While you enjoy your weekend:

This is a homeless man in Newcastle train station, soaking wet with a drenched sleeping bag over his shoulders.His name is Alan, he is 26 and he has been living on the streets for 18 months.

He plays Für Elise, Moonlight Sonata and other Beethoven standards.

Do not avert your eyes. Can you do something to help?
homeless man newcastle

picture (c) North News and Pictures Ltd


  • John Borstlap says:

    A very strange story. Since when do homeless people have pianos? And then, how could we help? (more info plse)

    • Susan Bradley says:

      Mr Borstlap, I don’t know whether you intend it or not, but your tone of voice smacks of cynicism and disbelief.
      This person needs help. For this person in the video, the desire to play is so overwhelming that it transcends rain. And you carp about the presence of a piano?
      You of all people should fund him, out of sheer bloody guilt. You in your warm room, and your CDs and the odd score, maybe even a baby grand. This homeless man, homeless for who bloody knows what reason, plays a piano, and you QUIBBLE???
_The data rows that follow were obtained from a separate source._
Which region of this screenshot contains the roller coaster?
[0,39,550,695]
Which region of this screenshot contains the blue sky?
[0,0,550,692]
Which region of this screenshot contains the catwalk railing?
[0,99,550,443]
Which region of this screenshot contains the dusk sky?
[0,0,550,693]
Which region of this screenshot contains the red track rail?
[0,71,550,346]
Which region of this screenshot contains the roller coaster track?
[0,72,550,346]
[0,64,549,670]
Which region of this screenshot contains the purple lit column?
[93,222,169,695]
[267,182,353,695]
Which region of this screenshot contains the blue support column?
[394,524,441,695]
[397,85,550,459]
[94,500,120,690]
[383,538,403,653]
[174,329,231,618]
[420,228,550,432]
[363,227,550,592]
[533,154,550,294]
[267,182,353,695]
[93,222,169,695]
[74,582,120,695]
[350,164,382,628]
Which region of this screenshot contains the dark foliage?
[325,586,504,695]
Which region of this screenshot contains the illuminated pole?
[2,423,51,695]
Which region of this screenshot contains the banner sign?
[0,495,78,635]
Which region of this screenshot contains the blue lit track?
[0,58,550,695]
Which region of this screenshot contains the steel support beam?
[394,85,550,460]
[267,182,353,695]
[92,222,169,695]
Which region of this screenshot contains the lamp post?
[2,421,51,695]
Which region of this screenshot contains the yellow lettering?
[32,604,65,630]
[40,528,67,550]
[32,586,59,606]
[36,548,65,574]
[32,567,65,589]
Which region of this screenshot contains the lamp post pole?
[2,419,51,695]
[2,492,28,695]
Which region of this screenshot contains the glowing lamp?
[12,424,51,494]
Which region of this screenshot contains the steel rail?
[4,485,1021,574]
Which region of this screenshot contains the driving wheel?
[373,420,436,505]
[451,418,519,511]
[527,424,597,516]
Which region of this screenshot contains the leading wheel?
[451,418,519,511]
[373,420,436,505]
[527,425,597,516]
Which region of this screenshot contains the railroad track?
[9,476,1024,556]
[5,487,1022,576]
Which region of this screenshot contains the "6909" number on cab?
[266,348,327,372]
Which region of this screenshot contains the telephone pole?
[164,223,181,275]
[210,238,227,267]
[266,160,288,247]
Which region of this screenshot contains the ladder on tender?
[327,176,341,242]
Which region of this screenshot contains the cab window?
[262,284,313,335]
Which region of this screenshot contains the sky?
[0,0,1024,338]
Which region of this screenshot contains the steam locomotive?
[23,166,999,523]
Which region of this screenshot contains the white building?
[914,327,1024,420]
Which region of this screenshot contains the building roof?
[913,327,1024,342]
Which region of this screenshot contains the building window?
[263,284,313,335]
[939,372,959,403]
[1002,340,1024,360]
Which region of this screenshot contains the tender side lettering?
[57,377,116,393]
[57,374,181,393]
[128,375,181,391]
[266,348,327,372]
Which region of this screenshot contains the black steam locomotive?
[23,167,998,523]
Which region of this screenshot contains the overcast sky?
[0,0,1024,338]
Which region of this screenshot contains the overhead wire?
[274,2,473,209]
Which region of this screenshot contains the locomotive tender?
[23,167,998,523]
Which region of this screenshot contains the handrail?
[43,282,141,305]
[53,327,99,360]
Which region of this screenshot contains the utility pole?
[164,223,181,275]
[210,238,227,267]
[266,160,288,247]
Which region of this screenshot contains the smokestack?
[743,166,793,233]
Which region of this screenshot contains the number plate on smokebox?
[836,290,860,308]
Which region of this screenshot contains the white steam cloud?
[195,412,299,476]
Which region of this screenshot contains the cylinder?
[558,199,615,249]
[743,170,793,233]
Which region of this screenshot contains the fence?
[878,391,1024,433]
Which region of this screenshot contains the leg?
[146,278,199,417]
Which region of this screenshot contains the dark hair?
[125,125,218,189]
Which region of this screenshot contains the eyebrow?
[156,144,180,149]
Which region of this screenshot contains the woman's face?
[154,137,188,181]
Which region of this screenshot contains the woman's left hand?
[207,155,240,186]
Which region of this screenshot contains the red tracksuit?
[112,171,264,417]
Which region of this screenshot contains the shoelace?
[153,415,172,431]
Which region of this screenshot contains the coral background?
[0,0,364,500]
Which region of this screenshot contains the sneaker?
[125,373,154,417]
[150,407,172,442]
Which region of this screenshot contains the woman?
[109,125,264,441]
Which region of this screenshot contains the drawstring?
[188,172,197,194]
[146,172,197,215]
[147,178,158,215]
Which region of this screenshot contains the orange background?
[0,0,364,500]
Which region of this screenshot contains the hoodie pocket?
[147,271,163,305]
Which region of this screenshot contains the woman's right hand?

      • John Borstlap says:

        I asked for more info, right? And I did not mean to be ironic. I restrained myself to say ‘let’s also help him by giving him free piano lessons’.

  • Martin Anderson says:

    If you are inclined to help, you’ll want to know that an old schoolmate of Alan Donaldson has created a page to collect donations for him, at

  • stanley cohen says:

    How many other stations in the world, never mind England, can boast an upright piano?

    • Louise says:

      There is another upright piano at Marylebone Station in London and I have seen a few people passing and playing. Wonderful.

      • John Borstlap says:

        As in the 19th century the piano conquered the homes and salons of the bourgeoisie, in our own time it has moved from the home into public space. In the public library of Amsterdam, the biggest in the country, to help fight the reverent silence provoked by all those books, a piano is being raped all day long by anybody ignorant enough to overlook wrong notes, so that visitors feel no longer intimidated by intellectual challenges.